Wednesday. Am sitting here in Highgate before going to pick up the keys from Ms Claudia for my week-long house-sit and cat-sit in Archway. Well, technically it’s more Upper Holloway. It’s Hatchard Road, at a fair block away from the main traffic.
Awake this morning and put on the local radio news, ie BBC London. Another teenager stabbed to death. In Holloway, in fact. Tollington Way. Which is a few streets down the road. In daylight.
‘[Mother of the murdered 14-year-old boy]Mrs Dinnegan said: “I’ve just been speaking to one of Martin’s friends and he says it’s because apparently they were looking at each other in the wrong way.” ‘ (BBC News website)
And so I find my mind jumping through the hoops of it’ll-be-all-right-ness. Hatchard Road is the NICER end of Holloway. And I’m not a teenager. Yet when I was a trembling teenager, treading in fear of my classmates, I used to think, ‘Ah well, I won’t be a teenager for ever. I’ll be an adult. And then I’ll be okay.’
Now I am an adult in my mid-30s. And yet I still walk the streets with unease, in fear of attack from teenagers. Something is very wrong in this equation. The meek aren’t inheriting the world any time soon, ‘Man’.
The use of the word ‘man’ in so-called ‘youth’ conversation, as a suffix to a sentence. Most used by boys under 20. Boys say ‘man’ to each other. Actual men do not.
‘Yeah, man.’
The above utteration is as alien to me as the squawks of a fictional Martian chicken.
***
Dinner today in Hampstead, at the kind behest of Ms Clarke. Mr MacGowan is there, as is Ms Clarke’s father Tom. Whose eccentricity is legend. The first thing he says to me is this:
Tom: Ah, I remember you. You don’t like being hairy, do you? Would you mind showing me your nether regions? I’m curious.

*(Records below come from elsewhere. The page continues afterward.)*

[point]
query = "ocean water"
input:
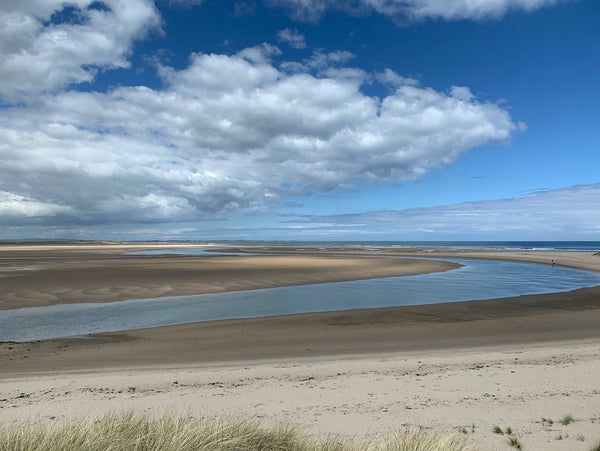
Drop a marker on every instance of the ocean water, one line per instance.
(477, 279)
(558, 245)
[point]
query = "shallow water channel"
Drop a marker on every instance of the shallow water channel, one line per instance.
(477, 279)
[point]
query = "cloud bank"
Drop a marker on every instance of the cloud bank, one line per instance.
(228, 132)
(413, 9)
(46, 45)
(562, 213)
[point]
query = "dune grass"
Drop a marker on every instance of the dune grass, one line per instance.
(131, 432)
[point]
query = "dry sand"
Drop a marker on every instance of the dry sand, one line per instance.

He is in his fifties. And this is a well-to-do Italian restaurant in Hampstead.
Ms Clarke finds all this entertaining, at a dinner table with the three strangest men in the world. One of which is her father, another is her fiancee. The other is me. She happily scribbles down our unlikely dialogue, for potential use in her newspaper column. Otherwise, who would believe it?
This includes my retort to her father:
Me: With respect, sir, I refuse to pander to your kinkiness.
Which is the sort of thing others only write down. But which I say in person, with my real mouth.
Elsewhere in the city, Gordon Brown becomes Prime Minister, years after a deal made in a London restaurant. The details will always remain a secret between the new PM and the old one, but one suspects the requests made were somewhat less interesting than those asked of me over the pasta today.
We repair to the politely gay William IV pub, and Ms Clarke’s father is still incorrigible, chatting up passing Iranian lesbians and black men alike. Mr MacGowan is, for once, entirely upstaged.
Once both Clarkes leave, it’s just me and Mr Pogue once more in a public place. And it’s business as usual. By which I mean a couple of people insist on coming over, dragging their chairs to our pub table, and saying they know of a relative who does a really good Kirsty MacColl part in ‘Fairytale Of New York’. And would Mr MacGowan be interested if he ever needs a singer…?
Mr MacG is as gracious as ever, but once again I sit there and choke back a haughty glower, principally because the attention is for him, not me. Still, it never ceases to amaze me how some people feel they have have carte blanche to invite themselves over to someone’s table – even interrupting a conversation – purely because they recognise a face off the popular media.
I think it’s more practical – if you like to be left alone – to become famous for being grumpy, like Liam Gallagher or the reputed foul-mouthed chef Gordon Ramsay. Then when strangers suddenly drag their pub chairs to your table, and you tell them to get knotted, they scamper away with your reputation consolidated rather than damaged. ‘He told us to get stuffed – isn’t that wonderful! So HIM!’
A friend of mine mentions he played a gig recently where Rufus Wainwright was in the audience, but with his back to the stage and talking constantly throughout the performance. I suspect the slighted friend is now unlikely to buy any more Rufus Wainwright CDs.
Had the chatty celeb been Gordon Ramsay, where rude behaviour is part of the lovable act, all parties would have been happy.
Moral: If you must be famous, and must be rude, be famous for being rude.